Nuggets to develop or enhance

But today Juventus NextGen already has a fundamental impact for Massimiliano Allegri. Last season is the perfect example: in a year of great general confusion with penalties, injuries and other successive sanctions, Juventus promoted some still unknown young professionals who certainly appear more mature today than yesterday. Nicolò Fagioli (22) has turned into a regular starter, as has Fabio Miretti (19), who is following him closely, and Samuel Iling-Junior has become a real explosive project in development in the hands of Allegri. Without forgetting the Argentinian striker Matias Soulè (20 years old) who was important at certain times of the season, like the Argentinian midfielder Enzo Barrenechea (22 years old), who unexpectedly tasted his first minutes and then only never left the pro group again. Other nuggets are waiting at the door and are already making headlines in Italy. The new NextGen will rely on the overwhelming technical power of Dean Huijsen in defense, on the wisdom of Joseph Nonge in midfield, on the inspiration of Kenan Yildiz up front and on goalkeeper Giovanni Daffara, who has grown a lot in recent months. . The project does not stop, on the contrary it consolidates.

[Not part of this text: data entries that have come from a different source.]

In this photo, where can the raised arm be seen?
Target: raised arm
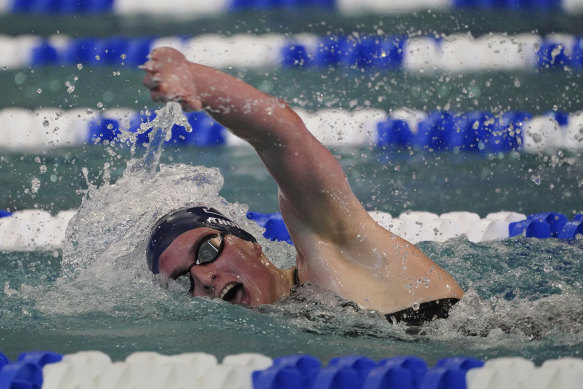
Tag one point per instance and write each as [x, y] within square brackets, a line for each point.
[314, 192]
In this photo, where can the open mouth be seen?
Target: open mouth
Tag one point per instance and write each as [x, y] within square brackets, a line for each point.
[230, 291]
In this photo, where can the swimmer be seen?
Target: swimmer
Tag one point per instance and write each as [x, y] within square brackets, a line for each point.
[339, 246]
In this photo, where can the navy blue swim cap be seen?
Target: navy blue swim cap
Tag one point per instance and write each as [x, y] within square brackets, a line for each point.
[177, 222]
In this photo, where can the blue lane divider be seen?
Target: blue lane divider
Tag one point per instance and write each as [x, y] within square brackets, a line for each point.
[541, 5]
[103, 6]
[206, 132]
[61, 6]
[546, 225]
[364, 52]
[443, 130]
[540, 225]
[274, 225]
[296, 372]
[262, 5]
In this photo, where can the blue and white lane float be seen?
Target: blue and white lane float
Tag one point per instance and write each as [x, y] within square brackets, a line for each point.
[151, 370]
[34, 230]
[453, 53]
[478, 132]
[206, 8]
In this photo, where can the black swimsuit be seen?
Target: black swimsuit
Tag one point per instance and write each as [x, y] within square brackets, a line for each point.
[438, 309]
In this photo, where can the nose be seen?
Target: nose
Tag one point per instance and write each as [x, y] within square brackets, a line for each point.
[204, 281]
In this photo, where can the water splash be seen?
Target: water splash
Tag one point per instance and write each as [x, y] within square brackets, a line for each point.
[109, 232]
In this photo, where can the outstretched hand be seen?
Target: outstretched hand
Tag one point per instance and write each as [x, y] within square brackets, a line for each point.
[169, 77]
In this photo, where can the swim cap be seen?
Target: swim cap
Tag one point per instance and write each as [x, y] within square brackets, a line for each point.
[177, 222]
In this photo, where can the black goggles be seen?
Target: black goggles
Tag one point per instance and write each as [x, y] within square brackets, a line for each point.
[208, 250]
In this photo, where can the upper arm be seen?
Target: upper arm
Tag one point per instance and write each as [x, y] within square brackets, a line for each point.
[314, 191]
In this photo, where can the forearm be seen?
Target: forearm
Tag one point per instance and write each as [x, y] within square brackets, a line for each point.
[255, 116]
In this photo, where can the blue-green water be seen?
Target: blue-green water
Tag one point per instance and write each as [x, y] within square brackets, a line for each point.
[525, 296]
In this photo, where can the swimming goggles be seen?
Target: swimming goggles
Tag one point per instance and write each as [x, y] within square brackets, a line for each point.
[207, 251]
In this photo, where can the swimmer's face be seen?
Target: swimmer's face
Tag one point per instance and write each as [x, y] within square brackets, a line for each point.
[241, 274]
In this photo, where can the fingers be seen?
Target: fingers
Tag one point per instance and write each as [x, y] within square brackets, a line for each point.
[151, 81]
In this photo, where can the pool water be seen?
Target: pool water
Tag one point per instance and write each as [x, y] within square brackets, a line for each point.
[524, 295]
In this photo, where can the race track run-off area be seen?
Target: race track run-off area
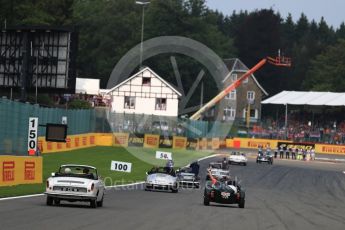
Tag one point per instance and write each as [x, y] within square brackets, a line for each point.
[285, 195]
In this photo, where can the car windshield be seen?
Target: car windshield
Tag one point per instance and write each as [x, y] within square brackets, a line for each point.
[77, 171]
[216, 165]
[163, 170]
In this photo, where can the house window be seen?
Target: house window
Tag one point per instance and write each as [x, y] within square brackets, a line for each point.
[229, 113]
[129, 102]
[250, 95]
[231, 95]
[233, 77]
[161, 103]
[146, 81]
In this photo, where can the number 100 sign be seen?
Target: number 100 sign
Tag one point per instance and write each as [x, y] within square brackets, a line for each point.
[121, 166]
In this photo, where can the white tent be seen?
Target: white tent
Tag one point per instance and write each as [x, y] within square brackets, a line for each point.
[307, 98]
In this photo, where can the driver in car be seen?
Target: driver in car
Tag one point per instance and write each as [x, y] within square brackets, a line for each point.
[225, 179]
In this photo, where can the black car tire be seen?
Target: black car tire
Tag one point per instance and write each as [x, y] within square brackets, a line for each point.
[241, 203]
[49, 201]
[57, 201]
[206, 200]
[174, 190]
[93, 203]
[100, 203]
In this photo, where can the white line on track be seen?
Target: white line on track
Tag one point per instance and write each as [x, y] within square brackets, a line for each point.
[114, 186]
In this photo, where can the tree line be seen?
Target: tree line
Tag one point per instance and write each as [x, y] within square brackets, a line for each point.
[109, 28]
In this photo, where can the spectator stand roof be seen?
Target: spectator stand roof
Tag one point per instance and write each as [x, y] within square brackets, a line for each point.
[307, 98]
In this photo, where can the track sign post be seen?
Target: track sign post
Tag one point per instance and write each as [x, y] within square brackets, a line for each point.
[121, 166]
[163, 155]
[32, 136]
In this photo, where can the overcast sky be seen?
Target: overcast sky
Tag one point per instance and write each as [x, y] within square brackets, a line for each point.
[333, 11]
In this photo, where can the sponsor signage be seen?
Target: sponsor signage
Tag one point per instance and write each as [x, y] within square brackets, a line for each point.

Continuing with coach Massimo Brambilla on the bench for the NextGen is a strong symbol of continuity and leaning on these young players who are helping out Allegri during this summer tour of the United States shows the importance that these polishing nuggets will take. The project in which Juventus believes since the approval of the second teams in Italy is bearing fruit for everyone. To the first team it gives players with high potential already solid enough not to explode in mid-flight during the first professional tests. And at the club, it allows them to work in a sustainable way on a concrete project with always the same presuppositions: as soon as a player from the young teams is ready, he faces the NextGen. He grows, learns, gets his hands dirty in Serie C and then enters the Allianz Stadium with the awareness of being on the right track. And if the suit is too big, the spotlight of the Bianconeri allows him to fall directly on loan to a Serie A or Serie B team, as was the case for Tommaso Barbieri, Koni De Winter and Filippo Ranocchia.